24/04/2012, 07:30:33 AM

by Peter Goddard

Let’s play a game.

Add another word to the following to make a popular phrase… “Tax _____”

What did you answer? Burden? Evasion? Avoider? Loophole?

Whatever it was, the chances are you weren’t thinking anything positive. “Tax hero”? “Tax Embracer”? Unlikely.

The debate around tax, on both side of the political divide always seems to revolve around who isn’t paying enough, who is benefitting too much and inevitably, who is cheating.

But whilst the activities of UK Uncut and their ilk play a valuable role in exposing corporations and individuals who are paying far less than their perceived fair share, are we missing a trick on the other side of the equation?

When I donate £25 to Save the Children, I receive an effusive thank you and the assurance that I have bought ‘safe birth kits’ for five women giving birth at home.

When I give £10 a month to adopt a leopard with the World Wildlife Fund, I receive an effusive ‘thank you’ from the recipients. I also receive regular updates about my newly-saved jaguar and, if I want, a cuddly toy.

And yet when I pay thousands of pounds each year to HMRC, what do I get?

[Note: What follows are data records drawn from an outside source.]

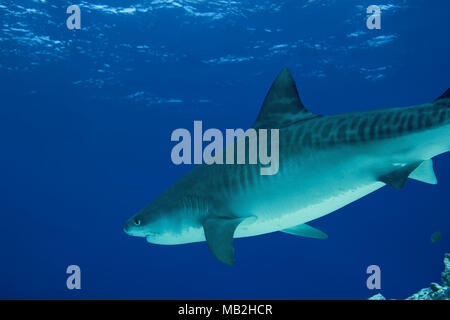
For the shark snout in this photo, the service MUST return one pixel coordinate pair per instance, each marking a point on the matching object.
(133, 227)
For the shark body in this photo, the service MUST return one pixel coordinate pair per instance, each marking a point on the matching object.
(326, 162)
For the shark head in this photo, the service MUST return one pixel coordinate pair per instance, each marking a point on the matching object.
(164, 220)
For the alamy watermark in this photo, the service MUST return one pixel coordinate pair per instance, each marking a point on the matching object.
(374, 20)
(374, 280)
(74, 280)
(74, 20)
(213, 153)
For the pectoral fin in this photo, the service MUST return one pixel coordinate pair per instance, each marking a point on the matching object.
(397, 178)
(304, 230)
(425, 173)
(219, 232)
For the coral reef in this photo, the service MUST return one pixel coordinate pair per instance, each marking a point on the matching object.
(435, 291)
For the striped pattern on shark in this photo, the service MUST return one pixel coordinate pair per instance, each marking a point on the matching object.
(326, 162)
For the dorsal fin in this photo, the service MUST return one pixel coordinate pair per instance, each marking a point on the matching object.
(282, 105)
(445, 95)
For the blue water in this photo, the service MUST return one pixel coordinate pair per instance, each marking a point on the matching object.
(85, 123)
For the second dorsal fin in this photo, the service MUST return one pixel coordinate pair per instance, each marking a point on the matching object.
(282, 105)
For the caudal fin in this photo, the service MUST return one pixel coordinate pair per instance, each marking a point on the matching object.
(445, 95)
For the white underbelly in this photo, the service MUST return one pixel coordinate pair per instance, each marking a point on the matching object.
(283, 220)
(277, 220)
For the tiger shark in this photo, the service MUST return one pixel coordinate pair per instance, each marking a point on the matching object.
(325, 163)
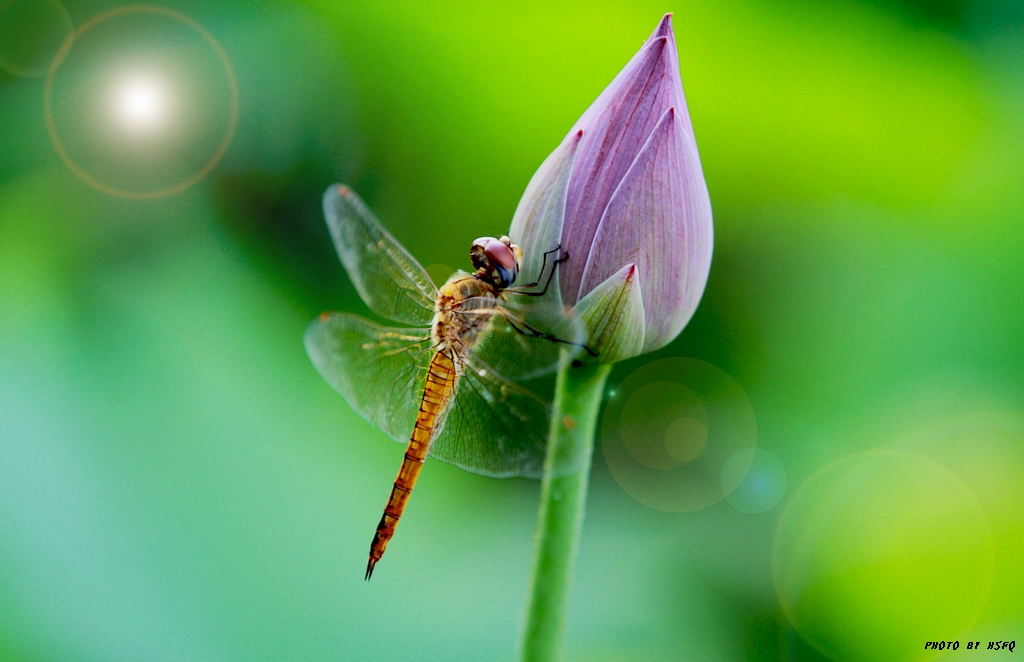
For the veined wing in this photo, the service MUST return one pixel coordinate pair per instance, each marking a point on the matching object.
(388, 279)
(492, 426)
(522, 341)
(380, 371)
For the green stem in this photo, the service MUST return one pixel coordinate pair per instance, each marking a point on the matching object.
(563, 499)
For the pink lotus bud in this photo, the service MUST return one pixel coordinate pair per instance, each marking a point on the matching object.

To stay out of prison.

Whilst I am a huge fan of not going to prison, it is hardly surprising that thousands of people and companies choose to minimise the amount of tax they pay, sometimes using the mechanism of giving money to charity to reduce their payments.

Either way, the individual is paying out, but at least with charity they have a feeling of wellbeing and a cuddly leopard to show for it.

So why is nobody making any attempt to celebrate the people who do indeed “pay their way”?